Sars has been engaging with stakeholders, including representative bodies of tax practitioners, on the requirement for resident trusts to declare distributions through a new income tax return for trusts.

Piet Nel, independent tax consultant, says the move to include trust third-party submissions is mainly due to the fact that Sars is aware of differences between income declarations from beneficiaries and distribution information from trusts in their returns.

More pressure

He says this move will place considerable pressure on tax practitioners who generally have to prepare the financial statements of smaller family or investments trusts who do not have sophisticated financial management systems in place.

Nel says trustees will in future have to ensure that all decisions around the distribution of income or vesting amounts are made before year-end, and accurately captured in the minutes to prove that the distributions were done in the year of assessment.

He explains that trustees have to decide annually when and how they want to distribute income to beneficiaries or whether the amounts will remain within the trust. The decision triggers a tax event.

If the income is not distributed within the tax year it will be taxed in the hands of the trust at a tax rate of 45%. If it is distributed to the beneficiaries it will be taxed in their hands at their respective tax rates.

Read: Sars and the never ending cycle of inappropriate verifications

Monthly reporting

However, he has seen that Sars will tax the trust and raise an understatement penalty if there is insufficient proof that the income was distributed to the beneficiaries. The beneficiaries will then have to claim the tax that was deducted on their income from Sars.

Sars ideally wants monthly reporting on any amounts vested or distributed when there is activity, with a final report due at the end of February. What happens in practice is that tax practitioners only receive information after the end of the year of assessment.

Joon Chong, partner at Webber Wentzel, says there is usually a delay – sometimes years – between the time taxpayers file their income tax returns and the time Sars receive the trust data through the trust return.

“This means Sars does not usually have independent data for verifying the beneficiaries of trust income, capital or assets.
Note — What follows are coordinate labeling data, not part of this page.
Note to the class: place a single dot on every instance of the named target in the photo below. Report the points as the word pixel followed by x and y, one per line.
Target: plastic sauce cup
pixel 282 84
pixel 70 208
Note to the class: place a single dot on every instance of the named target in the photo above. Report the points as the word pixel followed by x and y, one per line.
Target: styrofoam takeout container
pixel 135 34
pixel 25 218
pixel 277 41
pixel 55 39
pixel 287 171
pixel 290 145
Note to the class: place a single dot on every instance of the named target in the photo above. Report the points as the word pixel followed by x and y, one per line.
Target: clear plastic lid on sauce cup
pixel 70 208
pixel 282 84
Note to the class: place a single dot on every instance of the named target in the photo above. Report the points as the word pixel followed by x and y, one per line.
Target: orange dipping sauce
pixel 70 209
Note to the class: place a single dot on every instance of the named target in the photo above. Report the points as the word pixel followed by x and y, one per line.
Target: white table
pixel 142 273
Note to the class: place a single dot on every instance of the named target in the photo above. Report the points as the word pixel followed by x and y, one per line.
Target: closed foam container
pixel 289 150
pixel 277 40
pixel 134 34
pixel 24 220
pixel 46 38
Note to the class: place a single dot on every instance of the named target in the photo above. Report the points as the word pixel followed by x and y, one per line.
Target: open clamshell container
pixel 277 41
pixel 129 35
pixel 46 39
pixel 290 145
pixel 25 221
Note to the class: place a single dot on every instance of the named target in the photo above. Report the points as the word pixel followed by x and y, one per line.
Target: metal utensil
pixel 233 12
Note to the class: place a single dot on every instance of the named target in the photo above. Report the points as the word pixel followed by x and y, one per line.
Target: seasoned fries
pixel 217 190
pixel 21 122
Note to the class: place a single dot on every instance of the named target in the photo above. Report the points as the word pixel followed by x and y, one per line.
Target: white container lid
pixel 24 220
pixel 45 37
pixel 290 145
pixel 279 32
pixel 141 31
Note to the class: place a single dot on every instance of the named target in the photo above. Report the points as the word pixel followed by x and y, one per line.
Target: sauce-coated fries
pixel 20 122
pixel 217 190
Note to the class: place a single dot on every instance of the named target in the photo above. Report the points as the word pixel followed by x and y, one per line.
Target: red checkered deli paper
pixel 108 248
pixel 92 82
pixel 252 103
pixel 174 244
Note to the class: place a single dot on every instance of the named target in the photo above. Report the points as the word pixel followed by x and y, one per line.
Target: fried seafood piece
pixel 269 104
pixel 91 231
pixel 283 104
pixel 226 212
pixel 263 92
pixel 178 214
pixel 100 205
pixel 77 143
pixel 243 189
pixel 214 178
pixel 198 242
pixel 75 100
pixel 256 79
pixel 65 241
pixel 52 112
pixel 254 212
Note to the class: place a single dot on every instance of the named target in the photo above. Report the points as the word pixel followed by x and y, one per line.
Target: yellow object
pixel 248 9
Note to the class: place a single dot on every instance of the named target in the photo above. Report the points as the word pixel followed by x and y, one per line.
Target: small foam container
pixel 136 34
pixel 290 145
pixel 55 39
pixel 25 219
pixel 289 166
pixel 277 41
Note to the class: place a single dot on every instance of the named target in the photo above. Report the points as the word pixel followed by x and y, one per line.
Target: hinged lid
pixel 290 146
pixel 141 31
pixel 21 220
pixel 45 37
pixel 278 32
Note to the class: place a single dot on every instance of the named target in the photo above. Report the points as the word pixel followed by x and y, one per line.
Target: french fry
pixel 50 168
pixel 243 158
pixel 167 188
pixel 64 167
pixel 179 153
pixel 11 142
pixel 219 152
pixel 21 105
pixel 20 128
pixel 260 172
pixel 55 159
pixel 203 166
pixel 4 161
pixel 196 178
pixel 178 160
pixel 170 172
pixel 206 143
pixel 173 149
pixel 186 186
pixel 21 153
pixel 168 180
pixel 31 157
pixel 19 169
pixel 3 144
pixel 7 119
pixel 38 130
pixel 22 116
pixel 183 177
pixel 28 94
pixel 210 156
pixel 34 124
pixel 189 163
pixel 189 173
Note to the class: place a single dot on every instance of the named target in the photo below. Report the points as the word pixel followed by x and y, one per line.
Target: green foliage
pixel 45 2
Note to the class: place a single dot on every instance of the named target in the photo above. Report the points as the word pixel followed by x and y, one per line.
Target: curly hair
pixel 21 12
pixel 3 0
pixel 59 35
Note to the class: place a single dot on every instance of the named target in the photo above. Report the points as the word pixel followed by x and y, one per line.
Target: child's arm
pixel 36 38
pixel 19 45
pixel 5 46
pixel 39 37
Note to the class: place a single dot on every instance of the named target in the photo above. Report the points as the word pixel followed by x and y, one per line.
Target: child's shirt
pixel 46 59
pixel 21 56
Under these circumstances it is impossible to pre-populate these taxpayers’ auto-assessments with their distributions or amounts vested from trusts.”

Nel says the ideal situation for tax practitioners is to have sufficient time after year-end to prepare the financial statements and calculate the tax consequences based on the distribution decisions. This will ideally be around the end of May.

It will be a phased process to enable smaller trusts, their trustees, and their tax practitioners to put proper systems in place in order to meet new reporting requirements, he adds.

Read: Sars, you, and those auto-assessments

Modernisation journey

In an earlier statement Sars said it has embarked on a journey to modernise and improve service offerings to trusts and their beneficiaries. These improvements aim to make it easy and simple for trusts to comply with their legal obligations.

Read: A look at how Sars is rebuilding itself

Sars commissioner Edward Kieswetter has warned that the revenue service will invoke all measures provided for in legislation if trusts and their beneficiaries intentionally negate their legal obligations.

Elle-Sarah Rossato, head of tax controversy and dispute resolution at PwC, says trustees should ensure that management accounts are prepared regularly and, at the very least, annual financial statements be prepared and finalised timeously after the end of the financial year.

“This will go a long way towards ensuring that trust and beneficiary tax returns are filed on time with accurate information … on loans to and from the trusts, and distributions to beneficiaries by the trustees,” she said.